The prognosis of primary pulmonary NK/T-cell lymphoma is very poor, although aggressive treatments with CHOP-based chemotherapy and surgical resection have been reported in the literature. Among the four patients with primary pulmonary NK/T cell lymphoma, the longest life expectancy was less than 6 months . Recently, some studies demonstrated that the expression of both LMP1 and LMP2A showed significant correlations with the prognosis of patients with extranodal NK/T cell lymphoma . In our case, the tumor cells were positive for LMP1. Therefore, the patient died 1 month after leaving the hospital, which supported the conclusion. Moreover, it appears to be very difficult to diagnose NK/T cell lymphoma because of the associated extensive necrosis and variable morphology. In the present case, frozen sections were examined twice during the operation, and the results showed microscopically extensive coagulative necrosis. Fortunately, the patient underwent a lobectomy and consented to allow pathologists to examine a large number of sections.

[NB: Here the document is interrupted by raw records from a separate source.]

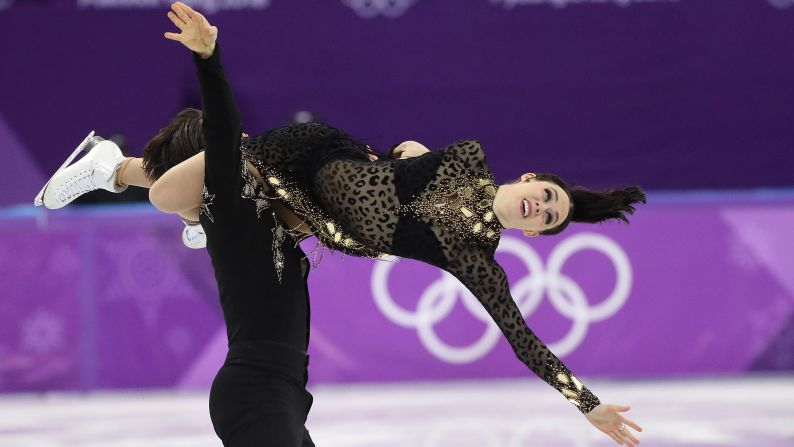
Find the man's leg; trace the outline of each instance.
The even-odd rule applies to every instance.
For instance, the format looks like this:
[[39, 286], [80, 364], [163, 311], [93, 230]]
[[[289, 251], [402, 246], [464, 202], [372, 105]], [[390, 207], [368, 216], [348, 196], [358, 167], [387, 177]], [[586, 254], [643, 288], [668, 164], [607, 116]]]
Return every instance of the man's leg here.
[[309, 436], [309, 430], [306, 430], [306, 427], [303, 427], [303, 441], [301, 442], [301, 447], [314, 447], [314, 441], [312, 441], [312, 437]]

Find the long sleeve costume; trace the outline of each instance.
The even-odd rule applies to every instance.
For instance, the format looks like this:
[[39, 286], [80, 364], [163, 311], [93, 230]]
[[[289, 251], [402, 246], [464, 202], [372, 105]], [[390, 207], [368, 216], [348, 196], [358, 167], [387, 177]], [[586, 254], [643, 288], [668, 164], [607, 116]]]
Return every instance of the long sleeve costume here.
[[199, 219], [229, 341], [210, 389], [210, 418], [224, 446], [313, 447], [304, 426], [312, 405], [309, 262], [267, 210], [240, 158], [240, 118], [219, 58], [218, 49], [209, 59], [193, 58], [204, 105]]
[[[203, 102], [204, 197], [200, 220], [218, 283], [230, 345], [270, 341], [305, 351], [309, 262], [283, 237], [261, 185], [240, 158], [241, 124], [220, 65], [194, 55]], [[273, 261], [278, 253], [283, 273]]]
[[[205, 81], [225, 86], [217, 50], [205, 64], [214, 77], [202, 86]], [[205, 116], [213, 108], [219, 111], [213, 119], [237, 117], [233, 102], [208, 104], [206, 99]], [[479, 142], [464, 140], [415, 158], [371, 162], [363, 143], [338, 129], [307, 123], [228, 144], [229, 156], [239, 147], [236, 156], [256, 167], [265, 186], [244, 179], [219, 188], [235, 188], [260, 202], [263, 197], [282, 201], [333, 250], [391, 254], [451, 273], [485, 307], [521, 362], [583, 413], [599, 405], [527, 327], [510, 295], [505, 272], [494, 259], [502, 229], [493, 212], [497, 185]], [[221, 206], [217, 197], [204, 205], [207, 213]]]

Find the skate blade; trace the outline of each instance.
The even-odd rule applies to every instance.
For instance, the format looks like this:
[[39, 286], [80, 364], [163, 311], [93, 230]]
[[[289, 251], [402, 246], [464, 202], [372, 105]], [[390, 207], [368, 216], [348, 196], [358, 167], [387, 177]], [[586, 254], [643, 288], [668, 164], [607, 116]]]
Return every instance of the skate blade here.
[[57, 171], [55, 171], [55, 174], [52, 174], [52, 176], [50, 177], [50, 179], [49, 179], [49, 180], [47, 180], [47, 183], [45, 183], [45, 184], [44, 184], [44, 186], [41, 188], [41, 191], [39, 191], [39, 193], [36, 195], [36, 198], [35, 198], [35, 199], [33, 199], [33, 205], [35, 205], [35, 206], [42, 206], [42, 205], [44, 205], [44, 191], [46, 191], [46, 190], [47, 190], [47, 186], [50, 184], [50, 182], [52, 181], [52, 179], [53, 179], [53, 178], [55, 178], [55, 176], [56, 176], [56, 175], [58, 175], [58, 173], [59, 173], [59, 172], [61, 172], [61, 171], [63, 171], [64, 169], [66, 169], [66, 167], [68, 167], [68, 166], [69, 166], [69, 164], [72, 162], [72, 160], [74, 160], [74, 159], [75, 159], [75, 157], [77, 157], [77, 155], [79, 155], [79, 154], [80, 154], [80, 152], [82, 152], [82, 151], [83, 151], [83, 149], [85, 149], [85, 147], [86, 147], [86, 145], [88, 144], [89, 140], [91, 140], [91, 137], [93, 137], [93, 136], [94, 136], [94, 131], [92, 130], [92, 131], [91, 131], [91, 133], [89, 133], [89, 134], [88, 134], [88, 136], [87, 136], [87, 137], [85, 137], [85, 139], [83, 140], [83, 142], [82, 142], [82, 143], [80, 143], [80, 145], [79, 145], [79, 146], [77, 146], [77, 149], [75, 149], [75, 150], [74, 150], [74, 152], [72, 152], [72, 155], [70, 155], [70, 156], [69, 156], [69, 158], [67, 158], [67, 159], [66, 159], [66, 161], [65, 161], [65, 162], [63, 162], [63, 164], [61, 165], [61, 167], [60, 167], [60, 168], [58, 168], [58, 170], [57, 170]]

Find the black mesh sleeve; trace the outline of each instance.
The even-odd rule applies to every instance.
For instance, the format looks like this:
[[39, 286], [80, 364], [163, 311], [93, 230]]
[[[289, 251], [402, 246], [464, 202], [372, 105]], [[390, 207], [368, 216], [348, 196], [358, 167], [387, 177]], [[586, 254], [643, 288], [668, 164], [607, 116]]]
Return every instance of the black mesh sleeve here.
[[483, 305], [512, 346], [518, 359], [546, 383], [562, 393], [582, 413], [601, 402], [527, 326], [510, 295], [502, 267], [478, 247], [463, 250], [446, 270], [468, 288]]

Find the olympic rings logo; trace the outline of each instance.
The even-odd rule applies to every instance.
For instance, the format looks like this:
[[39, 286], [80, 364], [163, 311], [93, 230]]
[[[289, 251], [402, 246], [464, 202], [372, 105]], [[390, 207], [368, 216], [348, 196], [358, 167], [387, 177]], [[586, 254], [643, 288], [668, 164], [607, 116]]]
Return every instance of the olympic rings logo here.
[[769, 3], [777, 9], [786, 9], [794, 5], [794, 0], [769, 0]]
[[[612, 262], [616, 282], [609, 296], [591, 306], [582, 288], [562, 272], [568, 259], [582, 250], [595, 250]], [[628, 256], [612, 239], [596, 233], [579, 233], [563, 240], [549, 254], [544, 266], [538, 253], [523, 241], [503, 237], [497, 253], [517, 257], [526, 267], [527, 275], [515, 282], [511, 294], [521, 315], [526, 319], [540, 305], [544, 296], [551, 305], [573, 324], [568, 333], [555, 343], [548, 344], [557, 356], [563, 357], [579, 347], [587, 335], [590, 323], [605, 320], [617, 313], [631, 291], [632, 270]], [[371, 289], [380, 311], [398, 326], [415, 329], [425, 348], [436, 358], [454, 364], [479, 360], [496, 345], [501, 332], [479, 301], [454, 276], [442, 272], [419, 297], [415, 311], [395, 303], [388, 288], [391, 269], [398, 262], [378, 262], [372, 272]], [[452, 311], [458, 297], [465, 308], [487, 325], [479, 340], [469, 346], [457, 347], [445, 343], [435, 332], [435, 325]]]
[[405, 14], [417, 0], [342, 0], [359, 17], [372, 19], [383, 16], [391, 19]]

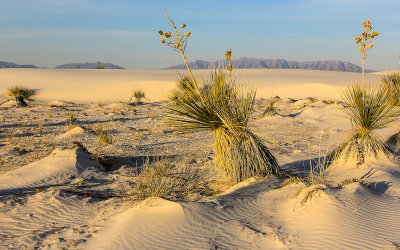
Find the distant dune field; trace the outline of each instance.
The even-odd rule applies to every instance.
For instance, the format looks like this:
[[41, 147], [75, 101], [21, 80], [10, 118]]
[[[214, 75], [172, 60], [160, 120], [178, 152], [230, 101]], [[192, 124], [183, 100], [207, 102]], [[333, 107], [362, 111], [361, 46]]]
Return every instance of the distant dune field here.
[[[148, 101], [165, 100], [176, 85], [176, 70], [86, 70], [86, 69], [1, 69], [0, 94], [7, 88], [22, 85], [36, 90], [41, 101], [75, 102], [127, 101], [136, 89], [146, 93]], [[207, 76], [209, 70], [195, 70]], [[291, 70], [240, 69], [237, 80], [257, 87], [258, 97], [338, 98], [340, 89], [351, 82], [360, 82], [360, 73]], [[377, 82], [380, 74], [367, 74], [368, 82]]]

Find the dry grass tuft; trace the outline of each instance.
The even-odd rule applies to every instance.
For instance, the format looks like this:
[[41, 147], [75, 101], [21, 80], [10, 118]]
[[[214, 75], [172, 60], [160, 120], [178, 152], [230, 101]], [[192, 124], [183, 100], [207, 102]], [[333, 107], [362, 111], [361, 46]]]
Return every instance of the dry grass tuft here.
[[274, 104], [278, 101], [279, 99], [271, 99], [269, 100], [268, 104], [267, 104], [267, 108], [265, 108], [264, 113], [262, 114], [263, 117], [268, 116], [268, 117], [272, 117], [272, 116], [276, 116], [279, 115], [278, 111], [276, 111]]
[[160, 197], [168, 200], [198, 200], [215, 194], [207, 170], [176, 167], [165, 159], [152, 163], [147, 159], [134, 186], [138, 199]]
[[92, 128], [99, 141], [103, 144], [112, 144], [114, 141], [113, 130], [109, 126], [99, 124]]
[[145, 97], [146, 97], [146, 94], [142, 90], [138, 89], [135, 92], [133, 92], [132, 99], [134, 98], [136, 100], [136, 102], [141, 103], [142, 99]]
[[383, 75], [381, 82], [389, 89], [391, 100], [400, 105], [400, 72]]

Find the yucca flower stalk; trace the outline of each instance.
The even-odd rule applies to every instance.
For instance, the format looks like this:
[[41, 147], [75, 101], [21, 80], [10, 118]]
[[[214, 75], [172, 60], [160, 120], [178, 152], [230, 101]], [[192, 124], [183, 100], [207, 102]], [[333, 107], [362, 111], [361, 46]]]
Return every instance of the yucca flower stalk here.
[[369, 33], [369, 31], [372, 30], [371, 26], [371, 21], [368, 20], [362, 23], [362, 26], [364, 27], [365, 31], [361, 33], [361, 35], [357, 36], [355, 38], [357, 48], [360, 50], [361, 53], [361, 60], [362, 60], [362, 89], [364, 93], [365, 89], [365, 61], [367, 60], [367, 55], [369, 52], [369, 49], [371, 49], [374, 45], [372, 43], [372, 39], [374, 39], [376, 36], [379, 35], [378, 32], [372, 31]]
[[389, 157], [392, 154], [392, 150], [375, 133], [389, 126], [400, 115], [397, 105], [388, 101], [390, 95], [390, 90], [384, 85], [363, 89], [354, 84], [343, 92], [343, 101], [347, 106], [343, 110], [354, 129], [332, 154], [334, 158], [354, 157], [358, 163], [363, 163], [366, 157], [379, 158], [380, 153]]
[[379, 158], [381, 154], [389, 157], [392, 150], [376, 134], [376, 130], [389, 126], [400, 115], [395, 102], [391, 100], [391, 91], [387, 84], [374, 88], [365, 86], [365, 60], [368, 50], [373, 47], [372, 39], [378, 32], [371, 31], [371, 21], [362, 23], [365, 31], [356, 37], [356, 44], [361, 52], [363, 71], [362, 85], [353, 84], [342, 95], [345, 106], [343, 108], [349, 117], [353, 129], [349, 137], [332, 154], [334, 159], [342, 156], [356, 158], [358, 163], [364, 163], [366, 157]]
[[[229, 66], [228, 77], [223, 70], [211, 73], [201, 87], [186, 62], [187, 37], [168, 16], [174, 27], [174, 36], [159, 31], [161, 43], [173, 47], [185, 61], [190, 77], [182, 77], [172, 92], [167, 105], [168, 124], [181, 133], [211, 131], [215, 142], [215, 163], [221, 173], [240, 182], [253, 176], [275, 174], [285, 176], [276, 158], [262, 140], [248, 128], [255, 101], [254, 90], [239, 89], [232, 78], [231, 50], [225, 53]], [[182, 25], [181, 28], [185, 28]], [[186, 34], [186, 33], [185, 33]], [[190, 34], [190, 33], [189, 33]], [[182, 44], [184, 43], [184, 44]]]

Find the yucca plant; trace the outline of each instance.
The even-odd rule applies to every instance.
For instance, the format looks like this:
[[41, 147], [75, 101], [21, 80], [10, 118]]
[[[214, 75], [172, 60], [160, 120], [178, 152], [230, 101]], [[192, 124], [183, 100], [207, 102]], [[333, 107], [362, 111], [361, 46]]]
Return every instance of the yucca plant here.
[[182, 133], [212, 131], [215, 142], [215, 162], [220, 171], [240, 182], [253, 176], [285, 173], [262, 140], [248, 128], [254, 106], [255, 91], [239, 89], [232, 78], [231, 51], [225, 54], [228, 74], [223, 70], [211, 73], [210, 80], [199, 86], [186, 58], [185, 48], [190, 32], [177, 30], [168, 16], [175, 33], [159, 31], [161, 43], [178, 51], [190, 77], [182, 77], [172, 92], [166, 107], [169, 125]]
[[400, 72], [382, 75], [381, 82], [389, 89], [391, 100], [400, 105]]
[[381, 154], [392, 154], [392, 150], [375, 131], [387, 127], [399, 116], [397, 105], [390, 101], [391, 92], [387, 85], [374, 88], [365, 86], [365, 61], [368, 50], [373, 47], [372, 39], [379, 33], [370, 32], [372, 27], [369, 18], [362, 26], [364, 32], [355, 38], [362, 59], [362, 85], [353, 84], [342, 95], [347, 106], [344, 111], [353, 125], [353, 130], [331, 155], [333, 159], [356, 158], [358, 163], [363, 163], [366, 157], [379, 158]]
[[18, 106], [28, 106], [25, 100], [28, 100], [33, 95], [33, 90], [21, 87], [21, 86], [14, 86], [8, 88], [8, 96], [15, 98]]
[[343, 101], [347, 108], [344, 112], [350, 118], [353, 130], [347, 140], [333, 153], [334, 158], [354, 157], [363, 163], [366, 157], [379, 157], [380, 153], [390, 156], [392, 150], [375, 133], [387, 127], [400, 115], [395, 103], [388, 101], [390, 90], [380, 85], [363, 88], [354, 84], [343, 93]]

In conclusion, this is the first reported case of genuine primary pulmonary NK cell lymphoma. Pathologists should carefully investigate the whole lesion when extensive coagulative necrosis with atypical lymphocyte infiltration is observed in a major lesion. This renders primary pulmonary NK cell lymphoma less likely to be misdiagnosed as an infectious lesion. In addition, TCR gene rearrangement and clonal assays based on the polymorphisms of PGK and AR and X-chromosomal inactivation mosaicism should be performed in any somatic tissue samples taken from female patients.